伊勢新聞

2021年3月27日(土)

▼矛盾をはらんだ聖火リレーの開始ではあろう。「密」は防げるのか。1年以上の新型コロナウイルスとの戦いで、その問いはコロナ感染の不安に直結する。第1走者の日本女子サッカー代表なでしこジャパン元メンバーの笑顔は津波、原発事故でうちひしがれた日本に感動をもたらした10年前のワールドカップ優勝をよみがえらせてくれる

▼「感染が収まっていない中、とにかく安全安心にということになるが」と三重とこわか国体・三重とこわか大会(全国障害者スポーツ大会)実行委員会の常任委員会で、鈴木英敬知事は言った。「盛り上がった機運を東京五輪や三重とこわか国体・大会につなげていきたい」とつなげたあいさつもまた、矛盾に満つ。開催中止の基準を常任委で承認したのだ

▼東京五輪開催が前提としてきた開催基準に、緊急事態宣言が8月中旬以降発令されないことの条件が加わった。医療機関の逼迫(ひっぱく)も検討材料。首都圏の緊急事態宣言解除は感染を封じ込めたからではなく、継続しても効果が見込めないためといわれる。次回は効果が期待できる策と抱き合わせでなけれは発令できまい。
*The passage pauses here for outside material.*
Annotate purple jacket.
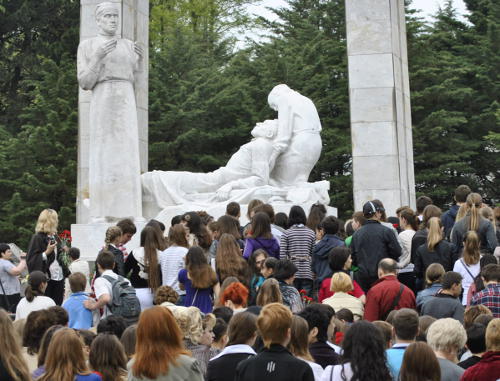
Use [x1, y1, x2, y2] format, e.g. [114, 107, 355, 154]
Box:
[243, 237, 280, 259]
そんな政治的な宣言に、開催か否かの判断基準を依存する

▼県独自の緊急警戒宣言解除後も、下げ止まりの感があり、変異株増の懸念が広がる。「安全」は具体的施策の確かさが目安だが、「安心」には精神的信頼が欠かせない

▼過不足があるのはやさしいが「正当にこわがることはむつかしい」という寺田寅彦の著書を知事は引用したが、県民がそれを実行できるどうかは知事への信頼がバロメーターになる。